Baharın göz alıcı renkleri bizi bir gül bahçesine taşıyor. Gurbette bir grup genç oturmuş kitap okuyorlar. Bu bir avuç genci görünce sırf bu gençler için değer bu kadar memleket hasreti diyorum. İçimdeki erguvan yangınları, mor salkımlı leylakların bahar serinliğine dönüşüyor. Gurbete otağını kurmuş kültür merkezindeki pırıl pırıl gençler, “Biz ayda bir böyle bir araya gelip kitap okuyor ve kendi aramızda bir konuyu konuşuyoruz. Bu ayki konumuz kalb hayatı.” diyorlar.

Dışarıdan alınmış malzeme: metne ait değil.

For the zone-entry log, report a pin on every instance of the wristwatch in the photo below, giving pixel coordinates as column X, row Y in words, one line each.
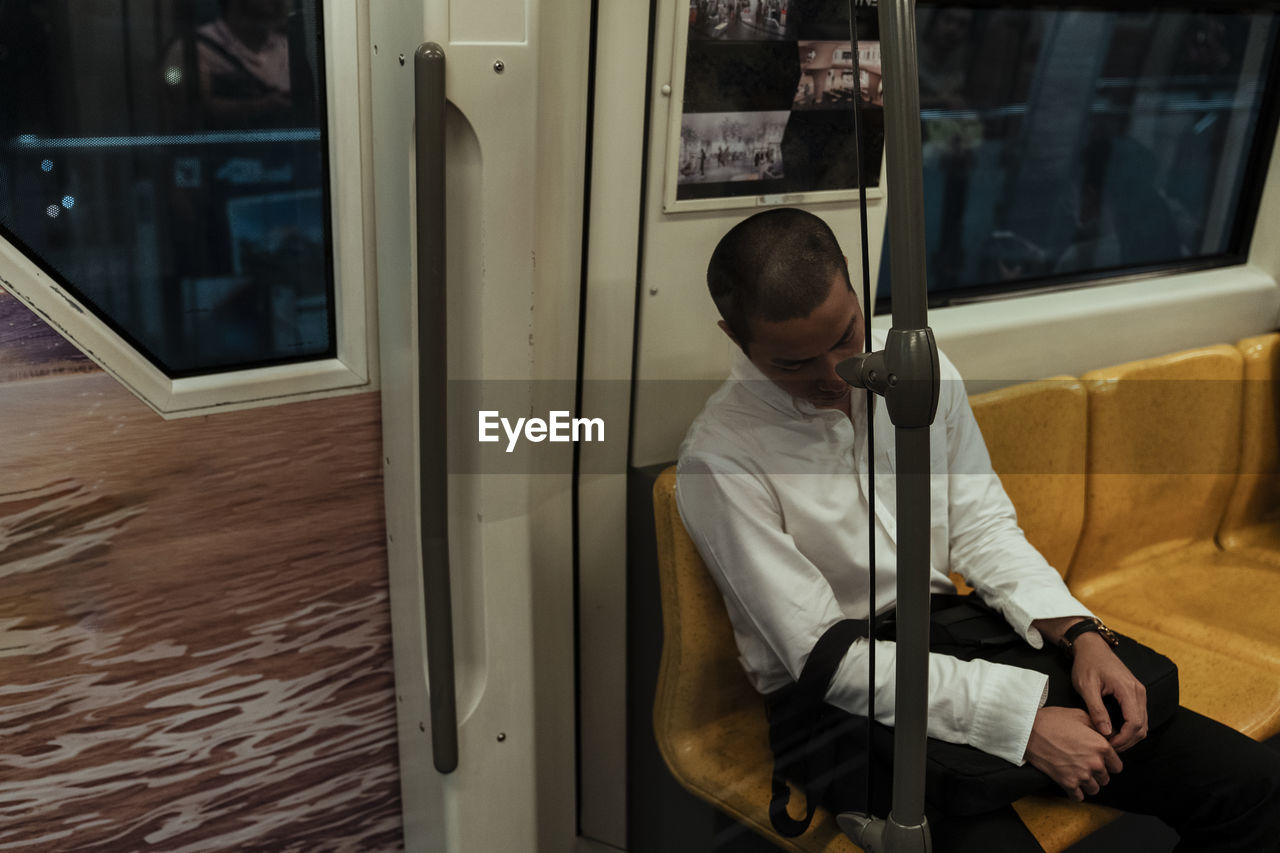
column 1084, row 626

Onları öyle görünce hayalim bir anda yıllar öncesine gidiyor. Hizmet Hareketi’nin ilk yeryüzü yıldızlarına. Hocaefendi’nin İzmir’deki Tahta Kulübe günleri… Hepi-topu birkaç serdeneçti... Koca şehir ya da koca bir ülke derin uykularda iken gecenin bir vaktinde Kestanepazarı Camii’nde teheccüt namazı kılıyorlar. Gecenin bağrındaki aydınlık sabaha akıyor. Kemeraltı Camii’nin müezzini Hayri Hoca geliyor. Abdullah Aymaz’a,
“Ben Hocaefendi’yi görmek istiyorum.” diyor.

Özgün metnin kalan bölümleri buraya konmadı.